First step was to install the app on the target device. A Windows Surface laptop served as the device to be connected to. After logging in to TV in both devices I was able to successfully remote control the laptop from the Android device. I was also able to transfer a text file from the laptop to the Android device.

Remote control successful.

After obtaining a physical image of the target device with Magnet Forensics Acquire I reviewed the pertinent TV app folders with Autopsy digital forensics software. The app folder structure is shown in the following image:

/userdata/data/com.teamviewer.teamviewer.market.mobile/

After reviewing the contents of the folders it seemed that most of the pertinent artifacts the app generates are located in plain log and configuration text files.

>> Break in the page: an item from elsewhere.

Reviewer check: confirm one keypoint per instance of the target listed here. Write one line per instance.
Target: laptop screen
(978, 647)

Most of these files were located in the properly named 'files' folder.

Files folder contents.

The following is a quick description of the most salient files in the folder.

  • Connection.txt

    This text file contains the remote id number of the device being connected to, the start and end of connection timestamps, the purpose of the connection, the Android's device name and a GUID like number.
Love timestamps.
  • Global.conf
    This configuration file contains certificate information and client version number.
Global stuff.
  • Client.conf
    Contains username and email account for the logged in teamviewer user.

Client stuff.

After transferring a text file from the laptop to the Android device I could not find any artifact within the TV app folder that would clue me in that a transfer had been completed. Within Autopsy I did a text search of the filename of the transferred file. The two most relevant files can be seen in the image below:

TVlog.html & Transferred file
The TVlog.html file is really interesting because one can access the contents of it via the app itself under the log section in the app menu. The second file is the transferred file itself. Both files reside in external/emulated storage but in different folders. The TVlog.html has a lot of information. Of the multiple pieces of information the log keeps I decided to focus on the following three:

  • Participants
    By text searching the file using the word 'participant' one can find the device names involved in the communication. For example:

    AddParticipant: [xxxxxxx,x] type=6 name=samsung_SM-G530T_R58H41XF9AH
    AddParticipant: [xxxxxxxxx,xxxxxxxx] type=3 name=BRIGNO-SURF

    The Xs represent the client ids involved in the communication.
  • Creating file
    By text searching the file using the phrase 'creating file' one can find the filename and location of transferred files. For example:

    creating File: /storage/emulated/0/Download/Tutorail FTK imager.txt
  • A=
    By text searching the phrase 'a=' one can find the connection IP address and port. For example:

    a=xxx.xxx.xx.x:9617: (*)
Each line in the TVlog.html file has a corresponding timestamp which I did not show in the previous examples due to formatting issues. Depending on the device in question, the TVlog.html file could reside in an the external SD card. 

For upcoming posts I will review the Android TeamViewer host app followed by the Microsoft RDP client for Android.